Mi poemario de enero ha sido el segundo (en propiedad, el primero) de Idea Vilariño. Está fechado en 1944, año siguiente a los últimos de entre sus Primeros poemas, y consta de cuatro únicas piezas de diferente extensión, pero todas ellas muy breves. No están presentes, al menos no de manera clara, las dos características que más me gustaron de sus poemas que leí en noviembre: las frases apenas acabadas y las ideas repetidas, a veces con trampa. Sí que se aprecia el mismo estilo delicado y un tanto embriagador, más perfecto en algunas estrofas, más pegajoso en otras.
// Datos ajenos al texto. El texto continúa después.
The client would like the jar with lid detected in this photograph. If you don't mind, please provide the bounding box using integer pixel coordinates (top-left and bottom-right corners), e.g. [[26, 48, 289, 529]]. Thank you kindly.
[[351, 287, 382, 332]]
Destaco los dos poemas largos, «Verano» y «La suplicante», que da título al conjunto. La separación del primero en tres momentos o zonas (mediodía, tarde, la noche) es redonda. Su lectura transmite una cierta suciedad, olor a sal y cuerpos, un clima pesado en el que la poeta se regodea con imágenes sobre frutas demasiado maduras, algas moribundas y demás sudores. Paradójicamente: una querría estar ahí, sobre todo en la noche.
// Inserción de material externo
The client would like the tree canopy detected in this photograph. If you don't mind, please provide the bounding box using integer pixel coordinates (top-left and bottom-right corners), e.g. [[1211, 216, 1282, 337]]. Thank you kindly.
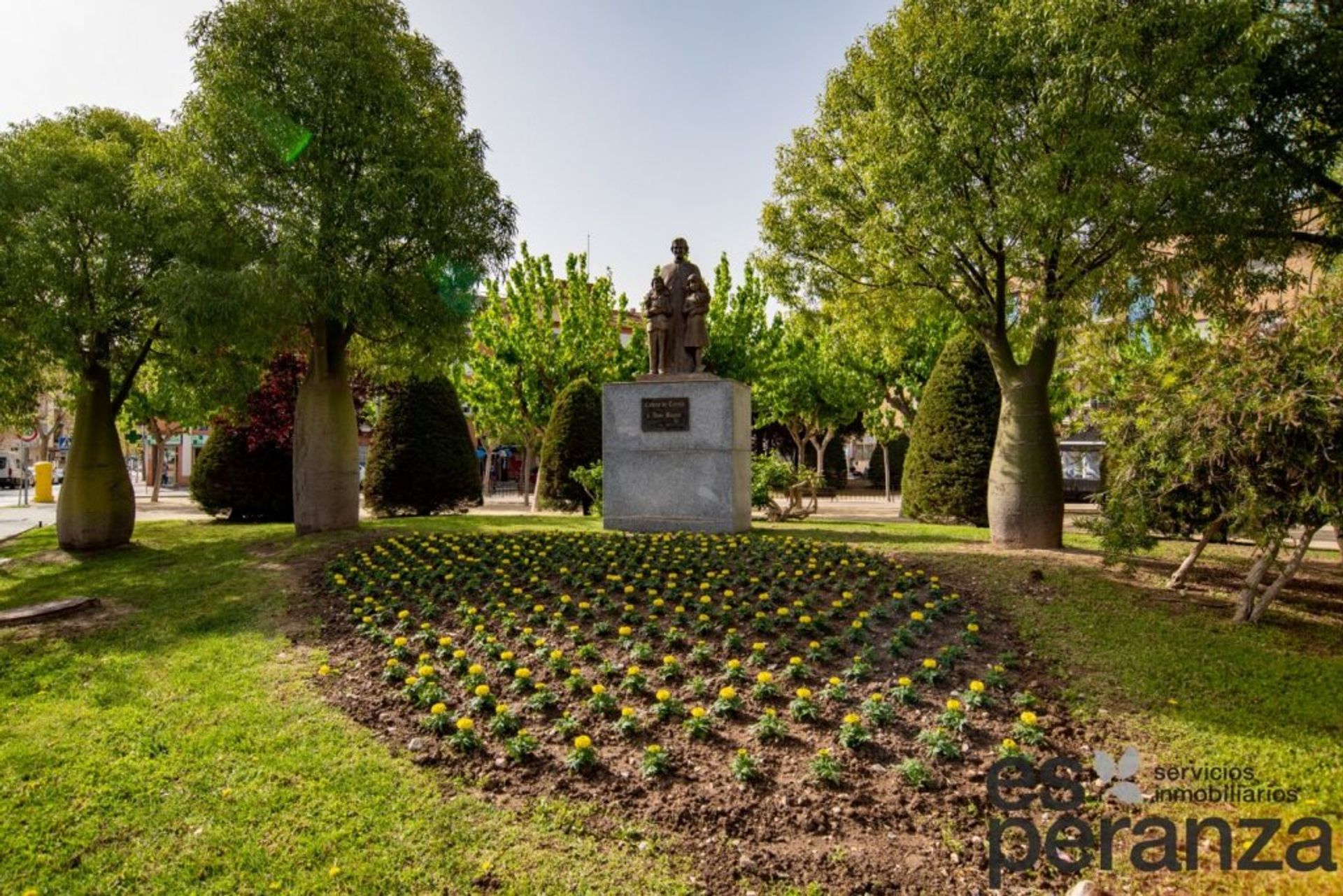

El segundo es un poema intenso de movimiento pendular: una no sabe si se le entrecorta el aire o son las comas, que fuerzan a atragantarse con la lectura. Sus tres partes podrían funcionar de manera independiente, tan redondas; es el tríptico sin embargo lo que termina de dar el sentido. «La suplicante» tiene algunos versos, para mi gusto, aún demasiado cursis. O quizá es sólo que el uso de algunas palabras (miel, dádiva dulcísima) me trae de vuelta esa otra poesía de la que me cansé hace tiempo. Es el motivo por el que «La flor de ceniza» es el poema que menos me ha gustado de los cuatro: basta ya de ese amor sin cuerpos, que no suda ni se enfanga ni se ahoga. «La suplicante» sí lo hace, y describe: los ojos se te ahogan.